= Arthur James Waugh =

British politician (1909–1995)

Arthur James Waugh (1909 – 1995) was an English politician, and the son of a railwayman.

Born in Warrington, Lancashire, his left wing political beliefs were forged early in his life when, as an apprentice fitter in Rugby, he was fired during the 1926 General Strike at 17 years of age. That experience was never forgotten and was the basis for the many years of Trade Union membership and Union activist.

He married Edith Muriel Collins (Lila) in 1935 and fathered two daughters and five sons. He left the railways in 1940 and moved to Coventry only to see the family home and all possessions destroyed in the wartime bombing within months of settling.
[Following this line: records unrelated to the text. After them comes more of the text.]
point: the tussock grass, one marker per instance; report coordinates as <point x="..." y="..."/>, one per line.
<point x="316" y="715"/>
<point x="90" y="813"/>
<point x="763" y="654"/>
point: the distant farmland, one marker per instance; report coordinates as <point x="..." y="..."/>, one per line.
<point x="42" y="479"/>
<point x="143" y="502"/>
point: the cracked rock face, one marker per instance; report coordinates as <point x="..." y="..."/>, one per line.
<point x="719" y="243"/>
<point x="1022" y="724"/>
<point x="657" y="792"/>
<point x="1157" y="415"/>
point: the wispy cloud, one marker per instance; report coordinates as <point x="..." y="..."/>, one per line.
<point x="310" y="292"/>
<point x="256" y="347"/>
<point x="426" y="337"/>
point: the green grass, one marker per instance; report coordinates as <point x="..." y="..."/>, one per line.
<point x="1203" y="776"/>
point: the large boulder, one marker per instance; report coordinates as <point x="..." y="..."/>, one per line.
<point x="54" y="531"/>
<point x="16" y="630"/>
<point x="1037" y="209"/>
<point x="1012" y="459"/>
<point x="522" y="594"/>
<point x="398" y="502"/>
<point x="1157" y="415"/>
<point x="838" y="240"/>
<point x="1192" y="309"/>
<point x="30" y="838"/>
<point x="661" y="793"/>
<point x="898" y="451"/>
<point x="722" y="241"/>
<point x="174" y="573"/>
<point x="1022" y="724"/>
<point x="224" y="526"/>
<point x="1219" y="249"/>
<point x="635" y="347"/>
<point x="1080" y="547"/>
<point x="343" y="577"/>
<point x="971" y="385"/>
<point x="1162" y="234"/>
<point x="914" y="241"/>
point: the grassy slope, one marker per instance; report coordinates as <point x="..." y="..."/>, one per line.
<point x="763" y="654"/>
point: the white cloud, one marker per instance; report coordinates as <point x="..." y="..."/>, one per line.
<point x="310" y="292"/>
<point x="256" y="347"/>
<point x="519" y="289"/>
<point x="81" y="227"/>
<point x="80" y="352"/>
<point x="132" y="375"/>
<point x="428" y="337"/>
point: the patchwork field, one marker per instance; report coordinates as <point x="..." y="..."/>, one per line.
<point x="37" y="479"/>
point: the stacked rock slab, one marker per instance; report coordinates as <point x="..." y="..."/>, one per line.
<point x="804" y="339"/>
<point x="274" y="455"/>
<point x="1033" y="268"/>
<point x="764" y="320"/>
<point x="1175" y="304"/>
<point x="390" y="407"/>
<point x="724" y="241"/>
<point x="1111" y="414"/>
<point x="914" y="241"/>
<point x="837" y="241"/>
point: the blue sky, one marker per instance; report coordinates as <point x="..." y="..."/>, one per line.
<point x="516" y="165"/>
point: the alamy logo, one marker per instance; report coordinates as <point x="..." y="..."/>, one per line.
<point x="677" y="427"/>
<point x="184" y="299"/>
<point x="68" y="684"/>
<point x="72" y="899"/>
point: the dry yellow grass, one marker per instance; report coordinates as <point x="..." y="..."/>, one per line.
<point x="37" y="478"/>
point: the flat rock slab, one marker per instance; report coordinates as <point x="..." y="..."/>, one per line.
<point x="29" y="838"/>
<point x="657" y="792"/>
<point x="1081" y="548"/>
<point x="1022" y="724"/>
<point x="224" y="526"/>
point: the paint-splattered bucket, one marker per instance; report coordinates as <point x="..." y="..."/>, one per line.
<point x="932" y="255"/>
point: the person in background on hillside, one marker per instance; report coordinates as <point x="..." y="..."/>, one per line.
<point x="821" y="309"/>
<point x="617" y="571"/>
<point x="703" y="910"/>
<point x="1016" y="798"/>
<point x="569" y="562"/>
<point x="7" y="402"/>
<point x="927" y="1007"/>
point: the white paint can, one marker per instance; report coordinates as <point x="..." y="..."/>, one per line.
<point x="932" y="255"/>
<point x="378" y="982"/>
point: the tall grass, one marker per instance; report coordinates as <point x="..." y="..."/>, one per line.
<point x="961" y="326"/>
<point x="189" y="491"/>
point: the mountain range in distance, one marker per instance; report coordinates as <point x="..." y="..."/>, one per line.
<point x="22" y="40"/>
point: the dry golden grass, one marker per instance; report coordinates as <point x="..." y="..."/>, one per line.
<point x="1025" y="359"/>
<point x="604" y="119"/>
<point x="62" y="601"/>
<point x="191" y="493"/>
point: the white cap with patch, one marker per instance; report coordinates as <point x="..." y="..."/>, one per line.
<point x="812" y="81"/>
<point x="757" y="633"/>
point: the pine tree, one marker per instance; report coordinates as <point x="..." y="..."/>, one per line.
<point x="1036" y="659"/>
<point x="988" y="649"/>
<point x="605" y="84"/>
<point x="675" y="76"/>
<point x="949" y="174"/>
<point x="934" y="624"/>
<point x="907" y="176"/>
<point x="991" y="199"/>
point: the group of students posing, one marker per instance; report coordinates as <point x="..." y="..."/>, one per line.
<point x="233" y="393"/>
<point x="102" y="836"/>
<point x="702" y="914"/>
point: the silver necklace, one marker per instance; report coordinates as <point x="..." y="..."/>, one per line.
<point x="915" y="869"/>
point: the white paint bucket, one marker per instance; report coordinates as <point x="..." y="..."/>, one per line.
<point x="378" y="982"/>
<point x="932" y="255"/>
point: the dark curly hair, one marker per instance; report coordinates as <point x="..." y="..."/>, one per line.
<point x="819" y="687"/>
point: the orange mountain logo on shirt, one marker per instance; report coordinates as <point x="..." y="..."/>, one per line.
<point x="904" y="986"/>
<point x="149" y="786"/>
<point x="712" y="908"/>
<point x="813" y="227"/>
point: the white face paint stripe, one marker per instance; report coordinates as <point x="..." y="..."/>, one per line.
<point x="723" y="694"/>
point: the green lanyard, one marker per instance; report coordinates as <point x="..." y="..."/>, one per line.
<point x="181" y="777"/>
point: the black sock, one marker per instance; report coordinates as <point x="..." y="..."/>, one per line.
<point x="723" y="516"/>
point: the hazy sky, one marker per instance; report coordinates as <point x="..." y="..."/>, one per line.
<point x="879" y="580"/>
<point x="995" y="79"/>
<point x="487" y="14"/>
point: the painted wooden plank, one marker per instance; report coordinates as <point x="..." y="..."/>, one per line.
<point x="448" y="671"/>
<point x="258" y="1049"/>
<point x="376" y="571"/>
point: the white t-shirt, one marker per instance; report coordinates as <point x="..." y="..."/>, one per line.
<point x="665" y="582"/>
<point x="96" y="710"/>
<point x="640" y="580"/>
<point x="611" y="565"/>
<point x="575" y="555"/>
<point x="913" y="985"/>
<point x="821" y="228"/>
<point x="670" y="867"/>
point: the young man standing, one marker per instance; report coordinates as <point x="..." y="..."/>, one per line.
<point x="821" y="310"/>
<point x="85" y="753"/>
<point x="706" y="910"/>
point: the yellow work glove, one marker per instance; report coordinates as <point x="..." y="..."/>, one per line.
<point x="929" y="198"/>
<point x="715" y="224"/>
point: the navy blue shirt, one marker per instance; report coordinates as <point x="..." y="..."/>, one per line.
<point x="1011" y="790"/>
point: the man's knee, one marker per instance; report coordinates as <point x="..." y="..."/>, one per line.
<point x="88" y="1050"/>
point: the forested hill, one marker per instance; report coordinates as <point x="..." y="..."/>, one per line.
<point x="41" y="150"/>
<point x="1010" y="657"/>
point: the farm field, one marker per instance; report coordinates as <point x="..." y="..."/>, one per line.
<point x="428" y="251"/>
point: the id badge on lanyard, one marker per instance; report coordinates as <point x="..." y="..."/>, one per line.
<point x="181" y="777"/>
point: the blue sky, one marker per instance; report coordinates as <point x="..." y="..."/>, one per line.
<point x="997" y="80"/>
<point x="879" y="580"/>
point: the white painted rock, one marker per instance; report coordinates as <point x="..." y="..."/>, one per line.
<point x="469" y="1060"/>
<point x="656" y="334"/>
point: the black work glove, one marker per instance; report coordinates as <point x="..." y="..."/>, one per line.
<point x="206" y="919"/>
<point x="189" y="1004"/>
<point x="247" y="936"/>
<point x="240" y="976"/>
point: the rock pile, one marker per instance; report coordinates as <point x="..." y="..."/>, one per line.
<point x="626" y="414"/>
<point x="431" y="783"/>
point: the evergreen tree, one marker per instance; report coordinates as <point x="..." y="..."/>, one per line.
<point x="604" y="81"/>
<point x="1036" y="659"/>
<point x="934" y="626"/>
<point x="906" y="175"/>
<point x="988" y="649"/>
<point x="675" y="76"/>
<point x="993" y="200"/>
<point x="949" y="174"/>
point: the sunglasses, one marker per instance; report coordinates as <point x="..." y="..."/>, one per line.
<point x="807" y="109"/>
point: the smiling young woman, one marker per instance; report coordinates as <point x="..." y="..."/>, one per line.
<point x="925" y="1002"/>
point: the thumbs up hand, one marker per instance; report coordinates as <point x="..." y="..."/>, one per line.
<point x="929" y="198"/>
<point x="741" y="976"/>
His Union activities and membership of the local Labour Party was to propel him to being elected to the Coventry City Council in 1945.

Within 15 years he was appointed Deputy Leader of the Labour Group and leading the various committees responsible for the redevelopment of the war torn city, regarded by many as one of the chief architects of the Coventry's reconstruction.

In 1962, he was elected as Lord Mayor of Coventry. During his term, he presided at the Consecration of the Coventry Cathedral and was later made an Honorary Freeman of the City. He continued to serve as a Councillor for 45 years before retiring from active politics in 1990. A man of great political skills whose motto was "The rent of life is service."

Waugh's son, Arthur James Waugh Jr. became Lord Mayor of Coventry in 1988.

Waugh died in 1995, less than a year after the death of his wife.